# night photography



## mjweigel (Dec 22, 2012)

I am taking a night helicopter trip over the las vegas strip.  I have a cannon TXi and several lenses, what lense and what setting on my camera will give me the best opportunity to get a great picture.  Thanks for the help.


----------



## BobSaget (Dec 22, 2012)

There's going to be a lot of vibration and movement in the helicopter and you're going to be shooting low light.  I have no experience with this, but I would shoot high ISO with shake reduction on and would be hesitant to use a zoom lens.  Remember, the movement of your camera will be exaggerated the more you zoom in on subjects. I'm pretty confident you could get some good shots with a fast wide angle.


----------



## JohnTrav (Dec 22, 2012)

I never shot in a helicopter before but I have done low lighting. 

A fast lens is going to be key. Like mentioned before. IS is going to be needed and also high ISO. 

Practice holding techniques too to hold the camera steady. With the vibration of the helicopter you are going to have to hold it as steady as possible. 

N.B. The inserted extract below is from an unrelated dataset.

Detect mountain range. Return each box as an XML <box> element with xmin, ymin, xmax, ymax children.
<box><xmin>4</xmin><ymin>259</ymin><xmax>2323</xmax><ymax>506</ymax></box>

Definitely going to be a tough task but you should be able to get some nice shots.


----------



## OrionsByte (Dec 22, 2012)

I'd also recommend shooting in high-speed continuous mode, and firing off at least 3-4 frames of each shot you want  Why? Because one of those 3-4 shots is pretty likely to end up with less motion blur than the rest, so you have a better chance if ending up with a good shot.


----------



## mjweigel (Dec 23, 2012)

Thanks for your suggestions.


----------